Answered By: Gretchen Trkay Last Updated: Aug 23, 2016 Views: 379
In order to determine whether an author is credible, you need to do some investigating. It will be helpful to try and answer the following questions:
- Who is the author/publisher/sponsor?
- What are the author's credentials?
- Are they affiliated with reputable organizations?
- Is the author qualified to write on the topic?
There are several different ways to research an author's credibility, depending on the type of source you are using. While there are more than just these three types of sources, the strategies you use for these three, you can use for any source.
- Books. When you are determining the credibility of the author of a book, you will first check the book in the following places: Author's note (if there is one), Foreword and/or Introduction (if there is one), and the About the Author (often found on the back cover). These sections usually provide information about who the author is and what sort of expertise he or she has on the topic. If the book has any reviews, you can see if the reviews are from credible sources which you have actually heard of as opposed to random people. If you need more information, you can search the Library's discovery tool, Summon, for the author and see if there are any published reviews or biographical information available.

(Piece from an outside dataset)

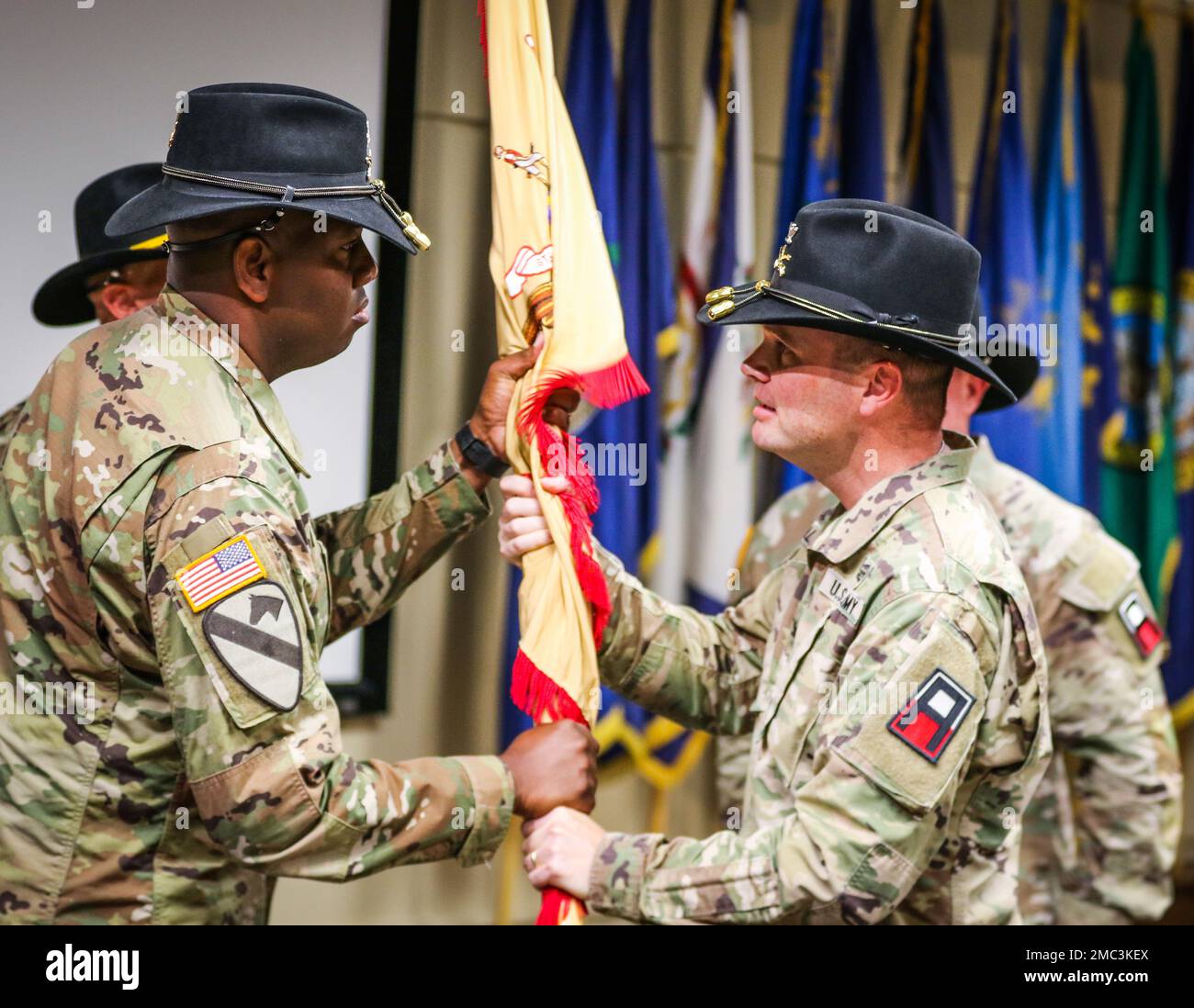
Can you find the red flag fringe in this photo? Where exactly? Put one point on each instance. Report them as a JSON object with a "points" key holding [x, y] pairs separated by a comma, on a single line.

- Articles. Your first step is to see what clues are available in the article and in the publication. Does the author list his or her credentials? Is the publication a peer reviewed or referred journal or is it a newspaper or magazine? Does the publication have high standards? Once you have answered those questions, you may want to check to see if the author has written other articles (especially if they are on a similar topic, as this increases the author's credibility). One way to do this is to search the database you found the original article in for that author. You may also want to try searching Google Scholar for the article and the author. One of the nice features of Google Scholar is that it tells you how many other articles have cited that particular article. Underneath the article will be a link, "Cited by #" which you can click on to see what other articles/authors found this to be credible information. A high "cited by" number increases the likelihood that the author is credible.
- Websites. Many websites do not give much information about the content's author, if they even list an author. The first step in verifying the credibility of a website's author is to make sure that there is an author. Then, check to see if there is an "About Me" section of the website. You also need to pay attention to when/if the website has been updated. A credible website keeps their site updated, even if the articles are not. Articles that are more credible will have a date attached to indicate when they were either written or posted to the website. You should also pay attention to where the article is hosted. Is it a .com website? Or is it a more credible .edu or .gov website? And finally, you may need to run a web search for the author's name in Google, Yahoo, and/or Bing. You will want to put the author's name in quotation marks, ex: "John Smith". This may or may not find you additional information about your author.